At the age of eight, Bongiwe Bako, manager of marketing and business development at Engen, was already interested in petrochemicals with a passion for the Engen brand – then Mobil South Africa. MARISKA MORRIS learns more about her.
There are few people who can say that they knew from a young age what they wanted to do and or where they wanted to work. This is not the case for current manager of marketing and business development at Engen, Bongiwe Bako. At the age of eight, she already had dreams of working for this petrochemical company.
“My grandfather had a trading store that sold paraffin. I had a good idea of the products that came from the industry. When I was about eight, I saw a Mobil advertisement and I decided that I was going to work for this company one day. I was so sure! As my grandfather owned a store, we were very brand conscious,” Bako notes.
While she was at university, the beloved Mobil brand changed to Engen. Unsure about the new brand, Bako didn’t apply to work at her dream company. However, not long after starting work, she noticed the new Engen logo and fell in love again.
“I worked at Waterfall Park in Midrand, where there was an Engen office. The first time I saw that ‘e’, I decided that I wanted to work there. I even told all my friends that I was going to work for Engen one day. When a friend informed me that Engen had vacancies in 2001, I applied for a position,” Bako explains.
She was called in for an interview and a few weeks later she finally joined the Engen team in the retail space. Unfortunately, the opportunity did not pan out as expected and Bako left to develop her skills and business acumen elsewhere.
“As soon as I left, I wanted to come back,” she admits. It would, however, be years before her path crossed again with the beloved brand.
Bako says: “After three years, I bumped into a former colleague, who explained that exciting opportunities for career growth existed at Engen, so I applied to re-join the company.” A year later, she joined the commercial team at Engen as a more experienced individual and found an innovative and exciting company which launched her current career trajectory.

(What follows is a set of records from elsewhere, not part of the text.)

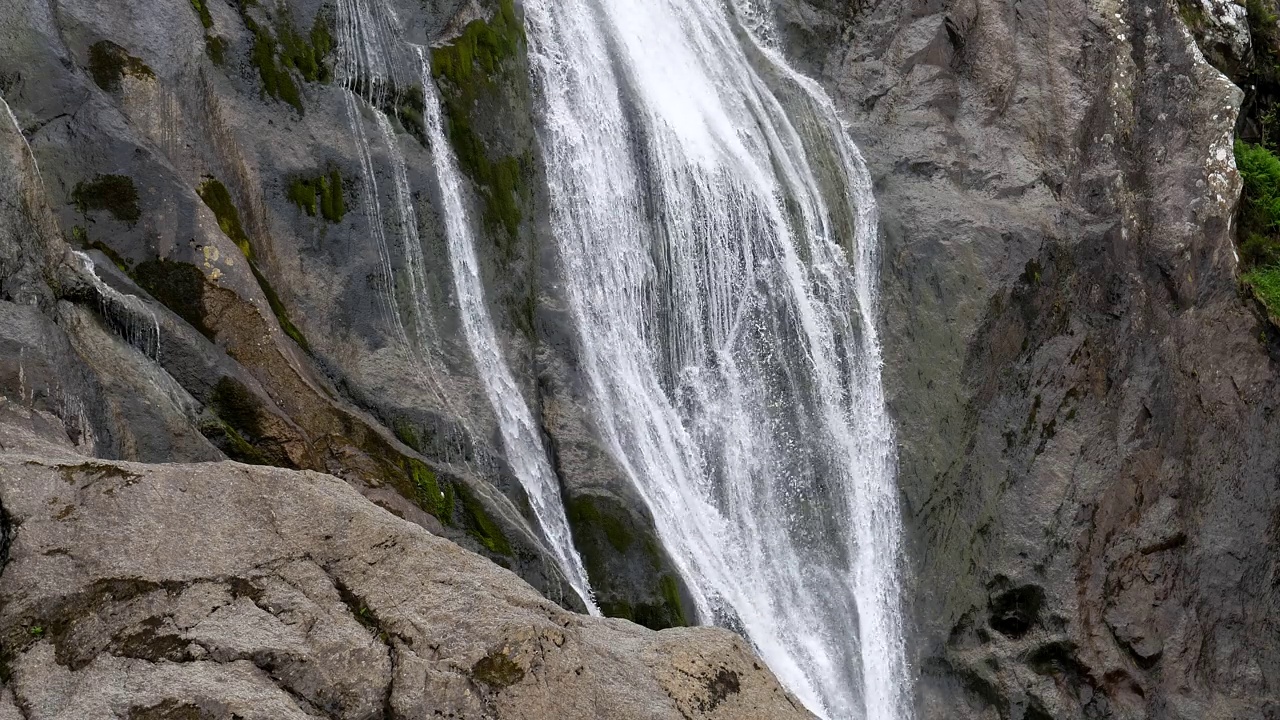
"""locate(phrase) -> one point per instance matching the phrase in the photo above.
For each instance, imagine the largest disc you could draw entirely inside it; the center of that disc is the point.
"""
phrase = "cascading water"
(717, 232)
(136, 323)
(371, 58)
(519, 431)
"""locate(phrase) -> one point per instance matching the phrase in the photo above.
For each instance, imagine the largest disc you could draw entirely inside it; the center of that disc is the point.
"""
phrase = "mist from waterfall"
(717, 233)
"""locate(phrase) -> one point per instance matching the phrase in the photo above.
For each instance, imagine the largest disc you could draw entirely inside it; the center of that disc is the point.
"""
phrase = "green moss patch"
(479, 525)
(179, 287)
(1265, 283)
(114, 194)
(654, 615)
(323, 194)
(497, 670)
(219, 200)
(583, 513)
(201, 8)
(429, 492)
(109, 63)
(243, 436)
(1260, 223)
(279, 51)
(466, 71)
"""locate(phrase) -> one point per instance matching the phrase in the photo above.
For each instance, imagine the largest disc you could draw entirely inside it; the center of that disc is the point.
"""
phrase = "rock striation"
(220, 591)
(1086, 401)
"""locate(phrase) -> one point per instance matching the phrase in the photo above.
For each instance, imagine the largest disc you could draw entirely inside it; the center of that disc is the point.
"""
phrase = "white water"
(718, 237)
(371, 63)
(136, 323)
(520, 432)
(17, 127)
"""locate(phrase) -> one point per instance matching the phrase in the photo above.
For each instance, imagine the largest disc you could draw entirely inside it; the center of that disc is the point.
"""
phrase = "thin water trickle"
(520, 433)
(374, 60)
(136, 323)
(718, 237)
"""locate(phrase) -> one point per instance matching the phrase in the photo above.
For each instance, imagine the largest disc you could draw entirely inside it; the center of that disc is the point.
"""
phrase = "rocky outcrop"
(1086, 404)
(222, 591)
(251, 286)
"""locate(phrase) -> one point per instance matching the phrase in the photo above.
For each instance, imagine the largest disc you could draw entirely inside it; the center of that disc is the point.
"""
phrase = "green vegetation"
(202, 10)
(215, 46)
(279, 54)
(432, 495)
(240, 423)
(479, 525)
(109, 63)
(179, 287)
(603, 533)
(583, 513)
(114, 194)
(654, 615)
(497, 670)
(219, 200)
(112, 255)
(1260, 223)
(323, 192)
(466, 71)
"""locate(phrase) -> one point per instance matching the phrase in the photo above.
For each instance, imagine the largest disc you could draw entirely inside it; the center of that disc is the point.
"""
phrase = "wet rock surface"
(204, 159)
(1086, 404)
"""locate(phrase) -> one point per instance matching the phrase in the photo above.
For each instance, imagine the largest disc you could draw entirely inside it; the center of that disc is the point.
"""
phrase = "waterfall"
(136, 323)
(26, 144)
(371, 64)
(717, 233)
(520, 434)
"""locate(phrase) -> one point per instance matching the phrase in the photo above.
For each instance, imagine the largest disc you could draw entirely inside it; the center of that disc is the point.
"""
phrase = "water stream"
(718, 240)
(374, 60)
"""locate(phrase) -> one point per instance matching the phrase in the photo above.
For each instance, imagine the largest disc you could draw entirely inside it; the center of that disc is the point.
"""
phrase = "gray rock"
(1084, 402)
(222, 589)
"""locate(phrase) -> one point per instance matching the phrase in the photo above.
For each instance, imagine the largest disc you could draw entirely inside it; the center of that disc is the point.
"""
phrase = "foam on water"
(718, 237)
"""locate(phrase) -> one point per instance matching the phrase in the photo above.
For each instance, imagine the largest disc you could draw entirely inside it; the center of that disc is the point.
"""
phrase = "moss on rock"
(201, 8)
(625, 564)
(323, 194)
(177, 286)
(241, 414)
(466, 71)
(283, 51)
(479, 525)
(432, 495)
(109, 63)
(219, 200)
(497, 670)
(114, 194)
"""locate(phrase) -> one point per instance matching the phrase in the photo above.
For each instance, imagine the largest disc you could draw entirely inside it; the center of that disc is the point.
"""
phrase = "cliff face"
(1086, 402)
(222, 591)
(264, 277)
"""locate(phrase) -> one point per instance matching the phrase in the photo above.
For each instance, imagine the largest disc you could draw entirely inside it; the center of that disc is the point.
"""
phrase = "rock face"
(223, 591)
(257, 283)
(1086, 404)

“It was a fresher Engen and it is still transforming today. The speed of transformation is just incredible. Each year, it is faster. I’m very proud to be a part of Engen and am passionate about the industry,” Bako notes.
She adds: “Engen is very employee focused and customer centric. It is important for the customers to feel the passion we have for the brand, as most of the Engen customers are very passionate about the brand. Negative feedback does, however, offer us an opportunity to grow and improve our service offering.”
Just as Bako is a very different person today compared to the early 2000s, so Engen and the petrochemical industry has changed dramatically.
Bako notes that when she worked in the retail division at Engen in the early 2000s, the company had six competitors and was concerned about one more joining. Today, Engen has more than 200 competitors.
“In 2001, our fear was that the blue-pump agreement was ending and Sasol was entering the market. In the commercial division, we are now competing with 200 suppliers. We have to continually come up with innovative strategies on how to occupy our space and defend our market share,” Bako says.
One approach is focusing on customer value and services. Bako explains: “Engen sells solutions. We speak to customers about what else they need so that we can offer a package deal.” This ever-changing environment is one of the things that she loves about the industry along with its size.
She notes: “The industry is small, so you get to know everyone. The people in the industry are all pro-development. Whether it is developing the industry as a whole, or as an individual, we learn a lot from each other. Although I’m in marketing, I spend a lot of time with sales and engineering teams. There is a lot of growth and collaboration.”
It is not surprising that with her two Master’s degrees, Bako advises young professionals entering the industry to continue studying. She says: “If you have a vision of where you would like to be, write it down and look at it often to remind yourself why you are here in the first place. Then never stop learning.
“Your company is giving something to you – even if it is just a pay check. It is then up to you to give something back in order to make it a two-way relationship. It is also important to volunteer internally and learn from colleagues.”
Although Engen is playing its cards close to its chest, there are some exciting developments in place for 2019 including the launch of a new diesel. It’s parent company Petronas has invested in an internal exchange programme dubbed “cross pollination” in which staff from the Petronas group of companies are given international postings to learn and share their knowledge when they return.
At the end of December, Bako and her family will bid a temporary farewell to South Africa to take up a two-year posting at Petronas Lubricants International in Italy where she will be exposed to and gain valuable experience of the global lubricants market.
“The benefit to Engen is that when I return to South Africa, I can share the knowledge gained and further contribute to Engen’s vision of being the oil company of choice,” Bako concludes.
Those of us remaining in South Africa are excited to see what this brand, which has inspired such passion in Bako, has to offer in 2019. We wish Bako luck in her expedition.